Chez les animaux que nous sommes, fous du désir de parler, ça commence par la catastrophe de la langue. Le mots qu’on nous dit, les phrases pour nous assommer, les phrases pour nous gouverner, les phrases pour endormir, interdire, séparer, les phrases pour reproduire. ” ( p 12 ) 

Les injonctions de la mère sont  toutes rapportées en italique et forment une litanie de consignes humiliantes et  contradictoires  qui façonnent l’enfant et contribuent à lui donner une piètre image d’elle-même  “Reste à ta place; Reste pas dans mes jupes; Garde tes distances  Ne réclame pas; Ne te fais pas remarquer” . Il me reste de mon enfance, écrit la narratrice, le bruit que font les femmes entre elles à propos des absentes” ( p 15 ) : ragots et rancoeurs  , haine que les femmes vouent à leur genre maudit . A toutes les époques où les Hommes  tracent le chemin, écrivent l’histoire, dictent leurs lois et montrent la voie, naître femme ne va pas de soi.

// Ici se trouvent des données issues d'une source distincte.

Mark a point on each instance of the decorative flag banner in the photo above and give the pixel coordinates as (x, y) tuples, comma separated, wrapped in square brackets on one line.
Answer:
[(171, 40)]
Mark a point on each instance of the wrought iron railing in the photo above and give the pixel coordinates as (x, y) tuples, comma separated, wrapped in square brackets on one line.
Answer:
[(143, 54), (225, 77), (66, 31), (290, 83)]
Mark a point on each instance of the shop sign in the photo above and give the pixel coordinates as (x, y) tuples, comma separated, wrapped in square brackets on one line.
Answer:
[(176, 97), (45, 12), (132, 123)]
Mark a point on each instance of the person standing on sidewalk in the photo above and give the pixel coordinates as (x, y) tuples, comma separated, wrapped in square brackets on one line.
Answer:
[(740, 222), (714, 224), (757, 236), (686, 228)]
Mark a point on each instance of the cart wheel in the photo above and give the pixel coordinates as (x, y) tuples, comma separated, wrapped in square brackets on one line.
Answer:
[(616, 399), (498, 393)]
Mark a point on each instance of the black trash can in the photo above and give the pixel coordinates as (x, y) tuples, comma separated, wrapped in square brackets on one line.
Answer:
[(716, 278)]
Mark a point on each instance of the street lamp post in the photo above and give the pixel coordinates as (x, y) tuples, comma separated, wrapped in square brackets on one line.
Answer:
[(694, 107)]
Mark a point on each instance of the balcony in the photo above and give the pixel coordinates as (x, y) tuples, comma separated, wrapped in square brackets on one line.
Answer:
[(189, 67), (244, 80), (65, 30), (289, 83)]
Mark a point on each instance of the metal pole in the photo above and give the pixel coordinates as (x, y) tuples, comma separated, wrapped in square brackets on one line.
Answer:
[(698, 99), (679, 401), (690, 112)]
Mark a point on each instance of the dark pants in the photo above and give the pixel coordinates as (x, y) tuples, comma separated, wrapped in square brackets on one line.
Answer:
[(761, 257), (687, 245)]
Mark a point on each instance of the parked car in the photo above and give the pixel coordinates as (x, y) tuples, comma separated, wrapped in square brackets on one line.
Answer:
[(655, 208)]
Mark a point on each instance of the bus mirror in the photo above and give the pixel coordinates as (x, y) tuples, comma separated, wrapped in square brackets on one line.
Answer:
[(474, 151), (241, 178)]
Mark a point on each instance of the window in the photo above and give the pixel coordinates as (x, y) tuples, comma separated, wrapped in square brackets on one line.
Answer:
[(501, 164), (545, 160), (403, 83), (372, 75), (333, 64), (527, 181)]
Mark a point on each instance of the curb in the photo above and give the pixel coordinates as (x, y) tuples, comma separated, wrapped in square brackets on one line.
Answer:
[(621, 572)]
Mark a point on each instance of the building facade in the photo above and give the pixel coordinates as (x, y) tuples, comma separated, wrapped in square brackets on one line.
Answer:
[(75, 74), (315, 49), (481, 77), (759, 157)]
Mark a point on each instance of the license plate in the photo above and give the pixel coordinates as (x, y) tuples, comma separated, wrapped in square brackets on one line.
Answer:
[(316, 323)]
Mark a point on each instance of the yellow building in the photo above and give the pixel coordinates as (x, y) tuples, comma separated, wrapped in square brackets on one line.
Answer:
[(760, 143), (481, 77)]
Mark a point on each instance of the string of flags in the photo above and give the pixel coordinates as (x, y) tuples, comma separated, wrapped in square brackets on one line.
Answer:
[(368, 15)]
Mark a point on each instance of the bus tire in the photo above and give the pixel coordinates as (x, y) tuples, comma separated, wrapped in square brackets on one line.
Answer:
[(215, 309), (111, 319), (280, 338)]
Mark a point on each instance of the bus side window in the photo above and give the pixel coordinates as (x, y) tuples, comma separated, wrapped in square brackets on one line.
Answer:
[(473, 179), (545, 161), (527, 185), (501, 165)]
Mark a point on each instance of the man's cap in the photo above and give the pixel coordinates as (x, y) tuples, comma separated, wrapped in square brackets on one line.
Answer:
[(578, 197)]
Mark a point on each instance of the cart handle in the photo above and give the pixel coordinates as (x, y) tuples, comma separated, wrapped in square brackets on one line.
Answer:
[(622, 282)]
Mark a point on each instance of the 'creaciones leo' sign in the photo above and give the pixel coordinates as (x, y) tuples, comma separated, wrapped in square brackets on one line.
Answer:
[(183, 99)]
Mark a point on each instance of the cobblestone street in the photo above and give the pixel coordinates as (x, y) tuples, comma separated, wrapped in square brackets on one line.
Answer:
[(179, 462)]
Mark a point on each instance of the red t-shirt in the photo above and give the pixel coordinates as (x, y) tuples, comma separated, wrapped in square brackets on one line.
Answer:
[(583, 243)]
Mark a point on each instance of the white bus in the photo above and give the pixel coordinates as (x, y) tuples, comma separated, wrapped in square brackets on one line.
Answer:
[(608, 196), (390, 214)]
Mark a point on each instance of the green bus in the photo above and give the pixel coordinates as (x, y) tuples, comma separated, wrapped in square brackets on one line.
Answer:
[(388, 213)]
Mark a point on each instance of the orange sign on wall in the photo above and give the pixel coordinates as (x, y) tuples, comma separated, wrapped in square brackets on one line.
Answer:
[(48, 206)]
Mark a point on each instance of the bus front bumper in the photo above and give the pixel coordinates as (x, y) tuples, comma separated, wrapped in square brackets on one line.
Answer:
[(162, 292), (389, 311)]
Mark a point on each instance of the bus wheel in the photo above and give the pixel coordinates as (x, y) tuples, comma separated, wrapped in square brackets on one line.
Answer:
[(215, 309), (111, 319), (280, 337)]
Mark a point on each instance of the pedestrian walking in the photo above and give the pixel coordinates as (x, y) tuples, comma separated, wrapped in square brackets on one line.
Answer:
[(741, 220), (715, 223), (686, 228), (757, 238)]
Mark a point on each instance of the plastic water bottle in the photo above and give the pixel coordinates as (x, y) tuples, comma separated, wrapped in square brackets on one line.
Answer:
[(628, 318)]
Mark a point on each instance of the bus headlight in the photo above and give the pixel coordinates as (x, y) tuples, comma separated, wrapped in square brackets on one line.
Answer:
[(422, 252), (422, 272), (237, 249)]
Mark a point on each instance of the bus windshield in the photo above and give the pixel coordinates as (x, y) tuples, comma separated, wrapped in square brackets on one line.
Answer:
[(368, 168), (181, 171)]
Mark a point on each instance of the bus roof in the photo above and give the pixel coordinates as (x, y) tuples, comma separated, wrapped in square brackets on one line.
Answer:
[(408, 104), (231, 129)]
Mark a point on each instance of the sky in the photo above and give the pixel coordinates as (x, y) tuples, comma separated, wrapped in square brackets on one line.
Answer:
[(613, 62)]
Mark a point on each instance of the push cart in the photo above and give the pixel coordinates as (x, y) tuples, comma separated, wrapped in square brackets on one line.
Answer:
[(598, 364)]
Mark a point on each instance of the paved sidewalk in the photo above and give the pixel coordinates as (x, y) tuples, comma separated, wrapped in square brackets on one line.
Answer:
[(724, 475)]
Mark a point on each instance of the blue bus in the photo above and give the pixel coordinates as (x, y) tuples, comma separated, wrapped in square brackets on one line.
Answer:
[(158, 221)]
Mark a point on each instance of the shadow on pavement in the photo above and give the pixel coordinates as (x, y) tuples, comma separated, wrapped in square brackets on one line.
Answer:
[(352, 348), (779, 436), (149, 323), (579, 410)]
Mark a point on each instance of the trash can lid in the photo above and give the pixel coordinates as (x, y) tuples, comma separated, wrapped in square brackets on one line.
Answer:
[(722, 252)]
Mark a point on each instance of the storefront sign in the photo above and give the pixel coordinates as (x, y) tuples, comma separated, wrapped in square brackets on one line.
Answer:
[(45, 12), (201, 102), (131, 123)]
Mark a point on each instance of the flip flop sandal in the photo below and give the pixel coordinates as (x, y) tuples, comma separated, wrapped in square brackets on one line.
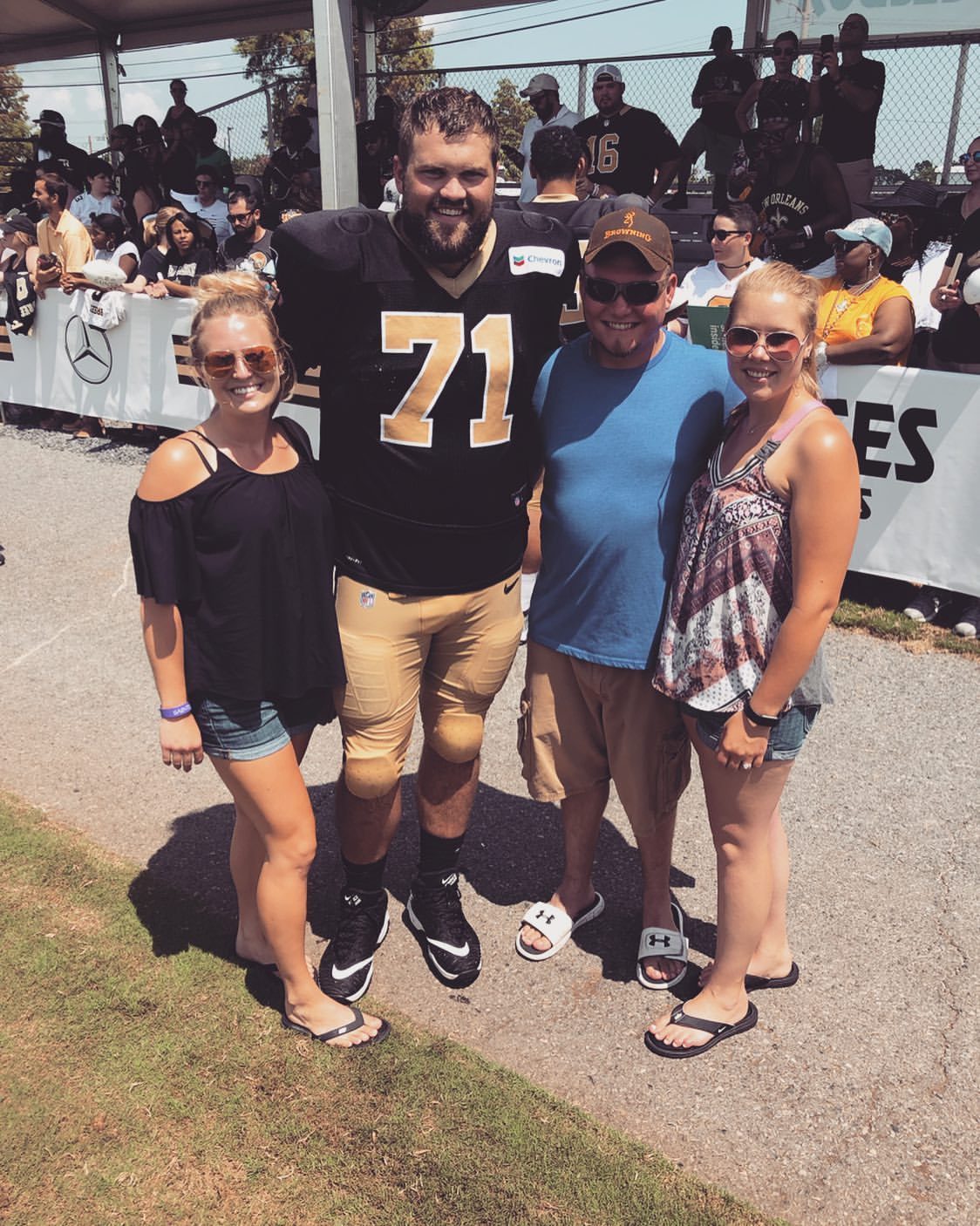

Surgissent , dans le désordre , les blessures de l’enfance : longues après-midi solitaires occupées à lire à l’ombre des arbres . La jeune fille cherche son souffle , son tempo et sa féminité ; féminin condamnée par la haine tenace de la mère  ” tout est interdit, tout est porno “écrit-elle ; Elle s’imagine alors , pour grandir , qu’elle est un garçon  ” Je suis au masculin, Je suis content, heureux, peureux, je suis un romancier, je suis votre serviteur. Le e n’arrive pas: la langue échoue à le dire . ” ( p 49 )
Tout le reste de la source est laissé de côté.